# Dang, now they're even grilling lettuce!



## Captain Morgan (Aug 3, 2005)

GRILLING

Lettuce makes toasty treat on grill

Meat lovers shouldnt have all the fun. So fire up the grill and slap a couple heads of lettuce on the grate. Grilled lettuce is hot this summer. Here's a recipe from Ocean Mist Farms for grilled hearts of romaine:

Preheat grill or start charcoal fire. Rinse three romaine hearts under running water and pat dry. Cut in half lengthwise. Brush all sides of the romaine hearts with 1/3 cup of olive oil or another type of vinaigrette dressing.

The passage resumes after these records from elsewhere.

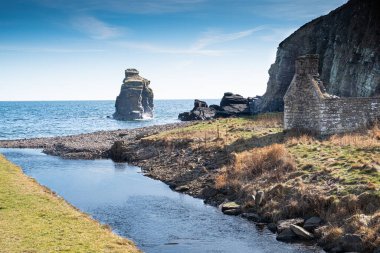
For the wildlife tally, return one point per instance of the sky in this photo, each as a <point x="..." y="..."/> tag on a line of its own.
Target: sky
<point x="78" y="50"/>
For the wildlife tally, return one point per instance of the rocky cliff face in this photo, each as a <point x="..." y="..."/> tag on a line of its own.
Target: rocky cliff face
<point x="348" y="43"/>
<point x="135" y="100"/>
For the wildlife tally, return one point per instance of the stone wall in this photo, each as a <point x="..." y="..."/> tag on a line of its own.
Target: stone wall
<point x="308" y="107"/>
<point x="347" y="41"/>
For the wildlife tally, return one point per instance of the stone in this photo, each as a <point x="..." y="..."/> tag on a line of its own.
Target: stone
<point x="284" y="224"/>
<point x="231" y="208"/>
<point x="252" y="217"/>
<point x="233" y="105"/>
<point x="286" y="235"/>
<point x="301" y="232"/>
<point x="230" y="105"/>
<point x="348" y="47"/>
<point x="232" y="212"/>
<point x="201" y="113"/>
<point x="351" y="243"/>
<point x="135" y="100"/>
<point x="259" y="198"/>
<point x="199" y="104"/>
<point x="309" y="108"/>
<point x="312" y="223"/>
<point x="182" y="188"/>
<point x="272" y="227"/>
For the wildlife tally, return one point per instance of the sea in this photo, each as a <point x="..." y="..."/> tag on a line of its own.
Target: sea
<point x="20" y="120"/>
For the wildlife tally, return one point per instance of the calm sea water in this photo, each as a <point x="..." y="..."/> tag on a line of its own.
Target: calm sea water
<point x="20" y="120"/>
<point x="146" y="210"/>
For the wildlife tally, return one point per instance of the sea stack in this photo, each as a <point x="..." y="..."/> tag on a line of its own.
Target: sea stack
<point x="135" y="100"/>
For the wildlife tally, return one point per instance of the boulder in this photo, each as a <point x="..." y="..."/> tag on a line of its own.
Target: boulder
<point x="182" y="188"/>
<point x="233" y="105"/>
<point x="230" y="105"/>
<point x="231" y="208"/>
<point x="252" y="217"/>
<point x="351" y="243"/>
<point x="272" y="227"/>
<point x="199" y="104"/>
<point x="284" y="224"/>
<point x="201" y="113"/>
<point x="312" y="223"/>
<point x="301" y="232"/>
<point x="259" y="198"/>
<point x="135" y="100"/>
<point x="286" y="235"/>
<point x="348" y="45"/>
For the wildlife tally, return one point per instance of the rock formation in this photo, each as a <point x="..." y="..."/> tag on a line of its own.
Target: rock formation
<point x="348" y="43"/>
<point x="230" y="105"/>
<point x="135" y="100"/>
<point x="308" y="107"/>
<point x="201" y="111"/>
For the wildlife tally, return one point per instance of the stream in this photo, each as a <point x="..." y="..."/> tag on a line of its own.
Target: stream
<point x="144" y="210"/>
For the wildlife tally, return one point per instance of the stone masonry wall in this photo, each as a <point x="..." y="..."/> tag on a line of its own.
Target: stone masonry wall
<point x="338" y="115"/>
<point x="308" y="107"/>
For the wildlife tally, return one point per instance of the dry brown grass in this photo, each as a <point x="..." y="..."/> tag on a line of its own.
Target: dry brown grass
<point x="368" y="139"/>
<point x="264" y="166"/>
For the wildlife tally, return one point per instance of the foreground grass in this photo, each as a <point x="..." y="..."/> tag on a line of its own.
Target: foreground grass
<point x="33" y="219"/>
<point x="336" y="177"/>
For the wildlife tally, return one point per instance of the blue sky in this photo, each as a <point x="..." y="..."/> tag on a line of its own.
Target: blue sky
<point x="78" y="50"/>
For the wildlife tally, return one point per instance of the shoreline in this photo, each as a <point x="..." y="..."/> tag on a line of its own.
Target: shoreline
<point x="46" y="222"/>
<point x="95" y="145"/>
<point x="192" y="163"/>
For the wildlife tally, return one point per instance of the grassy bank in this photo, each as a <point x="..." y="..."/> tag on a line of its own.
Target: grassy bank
<point x="33" y="219"/>
<point x="336" y="178"/>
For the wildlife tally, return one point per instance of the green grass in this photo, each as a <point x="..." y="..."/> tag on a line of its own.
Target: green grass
<point x="33" y="219"/>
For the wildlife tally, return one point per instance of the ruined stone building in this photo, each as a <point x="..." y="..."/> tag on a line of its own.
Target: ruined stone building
<point x="307" y="106"/>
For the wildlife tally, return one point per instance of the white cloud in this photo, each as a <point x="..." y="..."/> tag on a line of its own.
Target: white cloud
<point x="96" y="28"/>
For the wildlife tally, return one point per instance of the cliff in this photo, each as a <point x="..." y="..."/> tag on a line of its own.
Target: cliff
<point x="135" y="100"/>
<point x="348" y="43"/>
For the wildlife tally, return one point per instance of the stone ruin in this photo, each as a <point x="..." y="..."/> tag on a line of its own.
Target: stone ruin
<point x="308" y="106"/>
<point x="135" y="100"/>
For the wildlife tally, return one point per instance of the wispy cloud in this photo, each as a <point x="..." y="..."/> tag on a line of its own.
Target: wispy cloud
<point x="95" y="28"/>
<point x="200" y="47"/>
<point x="126" y="6"/>
<point x="212" y="38"/>
<point x="63" y="50"/>
<point x="295" y="9"/>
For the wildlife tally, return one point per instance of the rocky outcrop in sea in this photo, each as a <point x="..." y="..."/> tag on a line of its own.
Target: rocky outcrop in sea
<point x="347" y="41"/>
<point x="230" y="105"/>
<point x="135" y="100"/>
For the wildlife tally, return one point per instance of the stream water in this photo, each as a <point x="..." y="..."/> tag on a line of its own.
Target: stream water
<point x="156" y="218"/>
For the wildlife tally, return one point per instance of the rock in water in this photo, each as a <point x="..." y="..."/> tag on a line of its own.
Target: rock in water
<point x="135" y="100"/>
<point x="201" y="111"/>
<point x="347" y="41"/>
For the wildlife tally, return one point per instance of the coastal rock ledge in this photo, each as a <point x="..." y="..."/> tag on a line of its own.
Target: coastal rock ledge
<point x="135" y="100"/>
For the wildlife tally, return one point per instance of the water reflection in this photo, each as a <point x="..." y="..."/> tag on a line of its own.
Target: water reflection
<point x="146" y="210"/>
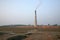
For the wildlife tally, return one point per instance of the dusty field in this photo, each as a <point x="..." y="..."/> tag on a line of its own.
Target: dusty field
<point x="43" y="33"/>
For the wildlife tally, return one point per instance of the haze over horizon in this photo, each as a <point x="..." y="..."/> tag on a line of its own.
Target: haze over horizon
<point x="22" y="12"/>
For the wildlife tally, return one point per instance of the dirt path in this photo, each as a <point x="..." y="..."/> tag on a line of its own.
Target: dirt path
<point x="40" y="36"/>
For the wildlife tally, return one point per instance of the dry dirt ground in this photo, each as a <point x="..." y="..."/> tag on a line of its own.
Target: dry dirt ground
<point x="38" y="36"/>
<point x="44" y="36"/>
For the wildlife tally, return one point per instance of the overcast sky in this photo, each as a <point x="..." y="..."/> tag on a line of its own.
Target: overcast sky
<point x="22" y="12"/>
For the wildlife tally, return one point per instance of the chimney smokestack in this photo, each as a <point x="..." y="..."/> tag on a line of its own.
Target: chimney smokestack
<point x="35" y="20"/>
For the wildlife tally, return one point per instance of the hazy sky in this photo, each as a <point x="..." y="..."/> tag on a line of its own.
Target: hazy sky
<point x="22" y="11"/>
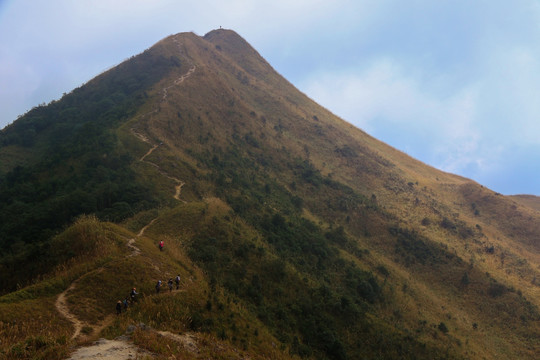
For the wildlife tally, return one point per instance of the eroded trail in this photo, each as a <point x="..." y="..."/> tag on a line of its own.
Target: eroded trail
<point x="63" y="309"/>
<point x="121" y="348"/>
<point x="61" y="303"/>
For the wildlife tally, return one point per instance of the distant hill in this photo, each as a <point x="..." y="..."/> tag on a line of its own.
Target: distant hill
<point x="296" y="235"/>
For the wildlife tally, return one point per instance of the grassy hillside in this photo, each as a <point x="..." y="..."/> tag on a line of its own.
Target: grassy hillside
<point x="296" y="234"/>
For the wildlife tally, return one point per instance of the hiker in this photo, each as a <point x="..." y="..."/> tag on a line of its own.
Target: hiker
<point x="118" y="307"/>
<point x="133" y="295"/>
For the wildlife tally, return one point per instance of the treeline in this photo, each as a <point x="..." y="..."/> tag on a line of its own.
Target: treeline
<point x="76" y="167"/>
<point x="293" y="274"/>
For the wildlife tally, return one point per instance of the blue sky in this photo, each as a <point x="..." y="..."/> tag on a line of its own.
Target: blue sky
<point x="455" y="84"/>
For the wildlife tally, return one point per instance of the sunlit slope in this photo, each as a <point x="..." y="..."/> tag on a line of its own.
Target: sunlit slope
<point x="294" y="227"/>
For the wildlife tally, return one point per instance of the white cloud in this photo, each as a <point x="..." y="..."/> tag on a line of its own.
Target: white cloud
<point x="398" y="109"/>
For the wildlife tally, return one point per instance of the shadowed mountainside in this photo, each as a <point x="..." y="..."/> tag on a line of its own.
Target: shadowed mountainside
<point x="297" y="234"/>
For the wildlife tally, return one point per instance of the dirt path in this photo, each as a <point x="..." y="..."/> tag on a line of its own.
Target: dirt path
<point x="61" y="302"/>
<point x="118" y="349"/>
<point x="63" y="309"/>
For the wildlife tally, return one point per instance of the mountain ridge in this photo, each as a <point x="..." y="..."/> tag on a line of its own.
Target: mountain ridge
<point x="362" y="249"/>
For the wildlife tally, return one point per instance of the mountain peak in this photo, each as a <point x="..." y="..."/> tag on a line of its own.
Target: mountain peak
<point x="288" y="225"/>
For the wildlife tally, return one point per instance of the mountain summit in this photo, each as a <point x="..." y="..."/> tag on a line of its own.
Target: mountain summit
<point x="295" y="234"/>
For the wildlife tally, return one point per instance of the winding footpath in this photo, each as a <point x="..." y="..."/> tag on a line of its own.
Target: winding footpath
<point x="61" y="303"/>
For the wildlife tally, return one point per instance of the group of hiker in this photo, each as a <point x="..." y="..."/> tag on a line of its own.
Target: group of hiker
<point x="122" y="305"/>
<point x="169" y="284"/>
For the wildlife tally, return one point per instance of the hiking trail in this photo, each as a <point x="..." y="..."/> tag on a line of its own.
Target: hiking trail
<point x="121" y="348"/>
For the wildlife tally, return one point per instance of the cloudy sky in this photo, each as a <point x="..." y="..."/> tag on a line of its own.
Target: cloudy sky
<point x="455" y="83"/>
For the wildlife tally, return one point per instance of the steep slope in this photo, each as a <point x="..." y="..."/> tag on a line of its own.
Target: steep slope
<point x="293" y="226"/>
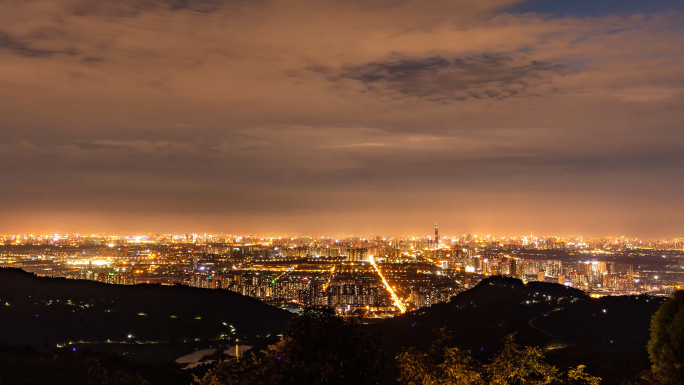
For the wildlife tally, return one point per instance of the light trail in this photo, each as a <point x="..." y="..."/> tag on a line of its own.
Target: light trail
<point x="329" y="279"/>
<point x="397" y="302"/>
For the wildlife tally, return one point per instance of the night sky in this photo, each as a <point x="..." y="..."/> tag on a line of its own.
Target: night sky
<point x="352" y="116"/>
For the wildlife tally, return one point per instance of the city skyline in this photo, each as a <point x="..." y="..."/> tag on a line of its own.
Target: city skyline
<point x="500" y="116"/>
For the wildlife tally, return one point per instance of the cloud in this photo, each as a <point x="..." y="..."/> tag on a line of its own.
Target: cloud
<point x="484" y="76"/>
<point x="336" y="106"/>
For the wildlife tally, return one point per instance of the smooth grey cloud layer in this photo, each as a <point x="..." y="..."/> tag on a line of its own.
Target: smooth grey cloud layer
<point x="482" y="76"/>
<point x="305" y="116"/>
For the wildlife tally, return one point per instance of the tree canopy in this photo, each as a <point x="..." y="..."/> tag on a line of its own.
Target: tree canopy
<point x="514" y="364"/>
<point x="319" y="347"/>
<point x="666" y="347"/>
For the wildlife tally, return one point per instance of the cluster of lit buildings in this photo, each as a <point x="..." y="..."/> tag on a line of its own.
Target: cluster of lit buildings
<point x="373" y="276"/>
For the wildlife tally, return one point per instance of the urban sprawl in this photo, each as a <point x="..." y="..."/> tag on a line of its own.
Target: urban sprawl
<point x="373" y="277"/>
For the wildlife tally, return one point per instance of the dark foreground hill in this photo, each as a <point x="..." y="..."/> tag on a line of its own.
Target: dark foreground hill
<point x="571" y="326"/>
<point x="50" y="311"/>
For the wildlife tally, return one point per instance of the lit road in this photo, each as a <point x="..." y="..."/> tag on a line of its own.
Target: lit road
<point x="397" y="302"/>
<point x="332" y="271"/>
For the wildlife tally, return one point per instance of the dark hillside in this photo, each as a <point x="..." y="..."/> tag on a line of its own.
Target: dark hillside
<point x="564" y="320"/>
<point x="55" y="311"/>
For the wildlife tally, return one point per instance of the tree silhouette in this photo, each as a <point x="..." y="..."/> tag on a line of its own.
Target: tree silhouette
<point x="666" y="347"/>
<point x="319" y="347"/>
<point x="441" y="365"/>
<point x="514" y="364"/>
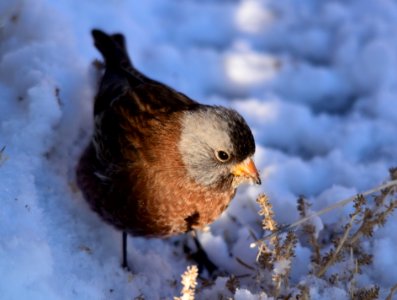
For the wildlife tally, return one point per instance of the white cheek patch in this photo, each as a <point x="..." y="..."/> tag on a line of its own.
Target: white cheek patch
<point x="203" y="132"/>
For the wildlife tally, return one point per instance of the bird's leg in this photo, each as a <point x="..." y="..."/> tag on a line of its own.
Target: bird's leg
<point x="124" y="262"/>
<point x="201" y="257"/>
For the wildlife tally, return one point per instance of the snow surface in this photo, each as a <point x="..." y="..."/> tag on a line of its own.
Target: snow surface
<point x="316" y="81"/>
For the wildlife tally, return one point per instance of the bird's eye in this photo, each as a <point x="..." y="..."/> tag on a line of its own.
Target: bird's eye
<point x="222" y="156"/>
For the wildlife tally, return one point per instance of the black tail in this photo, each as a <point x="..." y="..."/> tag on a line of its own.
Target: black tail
<point x="112" y="48"/>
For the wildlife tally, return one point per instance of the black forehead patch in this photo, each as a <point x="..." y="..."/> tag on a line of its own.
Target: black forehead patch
<point x="241" y="135"/>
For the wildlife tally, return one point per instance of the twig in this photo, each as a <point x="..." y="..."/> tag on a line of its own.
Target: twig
<point x="392" y="291"/>
<point x="323" y="211"/>
<point x="331" y="260"/>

Season to taste with salt and black pepper. Arrange on grill over medium-hot coals and cook until just beginning to brown, about 3 to 5 minutes. Turn to cook other side. Serve warm. Makes 6 servings.

- Liz Atwood,


----------



## Greg Rempe (Aug 3, 2005)

I've seen them grill the lettuce wedges before...looks good!


----------



## Captain Morgan (Aug 3, 2005)

sounds nasty to me...I did see Raichlen does the ceasar, which is good when it's a little wilted.  I don't know, that recipe just sounds nasty to me.


----------



## Finney (Aug 11, 2005)

I like the grilled romaine.

But I'm weird.  8-[


----------



## ScottyDaQ (Aug 11, 2005)

I grilled some bok choy the other night and it was awesome. a little salt, pepper, and EEOO.


----------